Giovanni Antonioni

The main areas that I've contributed to on the implementation side include:

Crawler;
Exporter;
Scraper ruling system on the DSL component

As side works I've also worked on setting up the CI/CD pipeline and the documentation system for the project.

Crawler

For the Crawler component I've followed the Akka's FSM design principle

using the Behavior DSL. Is possible to identifying the following two states:

The idle state, where the actor receives the url to crawl and starts the process of checking the documents frontier, starts a scraper children actor and the sub crawlers.
The waitForChildren state, where the actor awaits if the spawned children to terminate their computations

Each of the following state is managed by a specific function that handle the state transition and the message processing.

    def idle(): Behavior[Command] = 
        Behaviors.receiveMessage:
          case Crawl(url) => crawl(url)
          case x: ChildTerminated => visitChildren(links)
            buffer.stash(x)
            Behaviors.same
        
    private def waitingForChildren(alive: Int): Behavior[CrawlerCommand] =
        context.log.info(s"${context.self.path.name} -> Children alive: $alive")
        if alive == 0 then
          context.log.info(s"Crawler ${context.self.path.name} has no child -> Terminating")
          Behaviors.stopped
        else
          Behaviors.receiveMessage:
            case ChildTerminated() =>
              context.log.info(s"Child terminated")
              waitingForChildren(alive - 1)
            case _ => Behaviors.same 
        

Crawler's Exploration Policy

An Exploration Policy describe the way crawlers fetch links from a page. It's represented by a function that receive as input a HTML Document (Crawl Document) and that returns an iterable of URLs.

type ExplorationPolicy = CrawlDocument => Iterable[URL]

Defining an exploration policy in terms of a function allows to easily change the behavior of the crawler and to extend it with new functionalities.

As example, we can describe an exploration policy that only fetch same domain urls:

def sameDomainLinks: ExplorationPolicy = (document: CrawlDocument) =>
    document.frontier.filter(_.domain == document.url.domain)
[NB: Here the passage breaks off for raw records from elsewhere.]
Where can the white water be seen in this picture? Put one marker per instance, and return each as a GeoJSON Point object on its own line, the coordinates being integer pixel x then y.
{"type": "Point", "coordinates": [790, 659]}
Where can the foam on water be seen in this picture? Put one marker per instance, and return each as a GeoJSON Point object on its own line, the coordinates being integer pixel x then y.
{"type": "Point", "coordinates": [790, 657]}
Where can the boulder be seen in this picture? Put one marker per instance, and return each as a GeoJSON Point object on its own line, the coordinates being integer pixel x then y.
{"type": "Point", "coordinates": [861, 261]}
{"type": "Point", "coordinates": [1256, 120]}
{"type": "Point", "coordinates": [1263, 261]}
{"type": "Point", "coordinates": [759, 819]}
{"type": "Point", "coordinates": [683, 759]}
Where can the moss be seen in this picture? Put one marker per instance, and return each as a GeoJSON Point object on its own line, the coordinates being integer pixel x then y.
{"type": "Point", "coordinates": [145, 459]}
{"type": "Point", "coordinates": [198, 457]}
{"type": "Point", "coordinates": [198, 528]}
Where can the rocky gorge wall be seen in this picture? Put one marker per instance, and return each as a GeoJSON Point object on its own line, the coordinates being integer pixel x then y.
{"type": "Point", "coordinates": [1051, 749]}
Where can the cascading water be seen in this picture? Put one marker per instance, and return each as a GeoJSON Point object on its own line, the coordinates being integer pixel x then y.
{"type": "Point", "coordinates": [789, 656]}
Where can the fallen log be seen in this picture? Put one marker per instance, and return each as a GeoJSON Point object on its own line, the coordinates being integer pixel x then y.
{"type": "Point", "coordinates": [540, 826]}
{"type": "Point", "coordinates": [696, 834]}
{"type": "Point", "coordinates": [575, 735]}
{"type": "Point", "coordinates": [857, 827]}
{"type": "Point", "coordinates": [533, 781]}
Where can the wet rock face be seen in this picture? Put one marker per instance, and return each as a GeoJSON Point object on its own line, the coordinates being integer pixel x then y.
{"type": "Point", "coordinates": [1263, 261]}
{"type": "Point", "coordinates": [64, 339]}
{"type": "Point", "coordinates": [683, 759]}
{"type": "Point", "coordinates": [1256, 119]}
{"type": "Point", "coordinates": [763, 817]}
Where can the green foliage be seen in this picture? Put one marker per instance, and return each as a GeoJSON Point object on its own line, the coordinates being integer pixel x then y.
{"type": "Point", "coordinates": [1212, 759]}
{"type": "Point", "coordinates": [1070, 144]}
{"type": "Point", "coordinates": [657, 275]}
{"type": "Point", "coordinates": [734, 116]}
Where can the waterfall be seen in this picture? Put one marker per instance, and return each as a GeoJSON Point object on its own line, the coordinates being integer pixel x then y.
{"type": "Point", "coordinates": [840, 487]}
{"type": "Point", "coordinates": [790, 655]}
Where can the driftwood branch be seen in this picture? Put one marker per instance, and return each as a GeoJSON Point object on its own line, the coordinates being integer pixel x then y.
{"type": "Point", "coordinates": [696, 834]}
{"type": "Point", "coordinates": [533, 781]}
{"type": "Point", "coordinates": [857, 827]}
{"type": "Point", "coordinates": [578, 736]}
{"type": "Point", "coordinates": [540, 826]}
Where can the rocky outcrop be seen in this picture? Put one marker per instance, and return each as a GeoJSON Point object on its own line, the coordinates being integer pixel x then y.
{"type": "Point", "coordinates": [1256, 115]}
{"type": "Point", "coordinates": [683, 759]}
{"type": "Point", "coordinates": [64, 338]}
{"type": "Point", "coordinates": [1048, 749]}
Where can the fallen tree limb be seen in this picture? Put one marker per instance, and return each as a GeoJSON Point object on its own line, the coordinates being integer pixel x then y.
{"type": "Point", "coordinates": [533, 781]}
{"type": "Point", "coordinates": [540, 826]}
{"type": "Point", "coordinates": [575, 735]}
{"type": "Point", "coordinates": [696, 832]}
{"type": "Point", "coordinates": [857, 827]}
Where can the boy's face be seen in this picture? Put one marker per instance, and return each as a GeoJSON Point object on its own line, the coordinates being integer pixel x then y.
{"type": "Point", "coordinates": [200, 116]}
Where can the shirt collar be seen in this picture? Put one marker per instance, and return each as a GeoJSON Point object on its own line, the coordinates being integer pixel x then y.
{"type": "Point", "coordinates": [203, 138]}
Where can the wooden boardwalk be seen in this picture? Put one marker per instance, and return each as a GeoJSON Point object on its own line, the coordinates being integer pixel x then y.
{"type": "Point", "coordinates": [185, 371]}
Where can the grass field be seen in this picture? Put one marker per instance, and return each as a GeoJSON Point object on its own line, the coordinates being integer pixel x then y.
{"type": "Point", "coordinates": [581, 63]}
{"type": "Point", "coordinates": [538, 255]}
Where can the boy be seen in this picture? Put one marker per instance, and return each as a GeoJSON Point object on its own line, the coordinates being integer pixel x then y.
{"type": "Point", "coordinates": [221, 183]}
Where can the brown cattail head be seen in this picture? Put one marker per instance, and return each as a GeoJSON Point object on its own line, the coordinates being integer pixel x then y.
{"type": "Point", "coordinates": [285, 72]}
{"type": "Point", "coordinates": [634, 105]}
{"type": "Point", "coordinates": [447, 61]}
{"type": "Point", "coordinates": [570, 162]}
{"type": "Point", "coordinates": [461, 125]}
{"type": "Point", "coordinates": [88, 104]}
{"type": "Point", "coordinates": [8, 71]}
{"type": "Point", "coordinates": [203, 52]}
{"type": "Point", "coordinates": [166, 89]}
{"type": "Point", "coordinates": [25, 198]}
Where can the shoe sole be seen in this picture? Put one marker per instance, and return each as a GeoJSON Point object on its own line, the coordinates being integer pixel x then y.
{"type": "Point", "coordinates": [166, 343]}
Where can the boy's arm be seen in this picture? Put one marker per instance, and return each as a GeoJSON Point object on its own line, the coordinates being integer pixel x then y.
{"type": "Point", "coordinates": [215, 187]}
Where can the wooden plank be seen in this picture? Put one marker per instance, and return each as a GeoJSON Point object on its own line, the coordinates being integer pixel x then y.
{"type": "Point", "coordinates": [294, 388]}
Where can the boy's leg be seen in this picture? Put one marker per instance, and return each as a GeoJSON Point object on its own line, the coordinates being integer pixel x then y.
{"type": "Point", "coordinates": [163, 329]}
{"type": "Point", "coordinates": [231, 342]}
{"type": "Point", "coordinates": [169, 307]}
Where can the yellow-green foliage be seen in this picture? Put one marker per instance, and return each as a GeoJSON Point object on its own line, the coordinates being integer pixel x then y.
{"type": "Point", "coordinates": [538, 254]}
It's important to note that all crawlers will assume the same exploration policy inside the system and that should be configured at application startup.

Exporter

Similar to Crawler the Exporters is also designed as an actor entity that awaits to receive a Result message from a Scraper containing partial data from the scraping process. Based on the type of Exporter the final result is handled differently: with the StreamExporter is processed immediatelly:

def stream[A](exportingFunction: ExportingBehavior[A]): Behavior[ExporterCommands] =
    Behaviors.setup : context =>
      Behaviors.receiveMessage :
        case Export(result: Result[A]) =>
          Try:
            exportingFunction(result)
          .fold(e => println(s"An error occurred while exporting in stream config: $e"), identity)
          Behaviors.same
        case SignalEnd(replyTo) =>
          context.log.warn("Ignoring batch results inside Stream exporter")
          replyTo ! ExportFinished
          Behaviors.stopped

while with the BatchExporter is accumulated until the end of the scraping process:

def fold[A](result: Result[A])
         (exportingFunction: ExportingBehavior[A])
         (aggregation: AggregationBehavior[A]): Behavior[ExporterCommands] =
Behaviors.setup : context =>
  Behaviors.receiveMessage :
    case Export(newResult: Result[A]) =>
      fold(aggregation(result, newResult))(exportingFunction)(aggregation)
    case SignalEnd(replyTo) =>
      Try:
        exportingFunction(result)
      .fold(e => println(s"An error occurred while exporting in batch config: $e"), identity)
      replyTo ! ExportFinished
      Behaviors.stopped

def batch[A](exportingFunction: ExportingBehavior[A])
          (aggregation: AggregationBehavior[A]): Behavior[ExporterCommands] =
fold(Result.empty[A])(exportingFunction)(aggregation)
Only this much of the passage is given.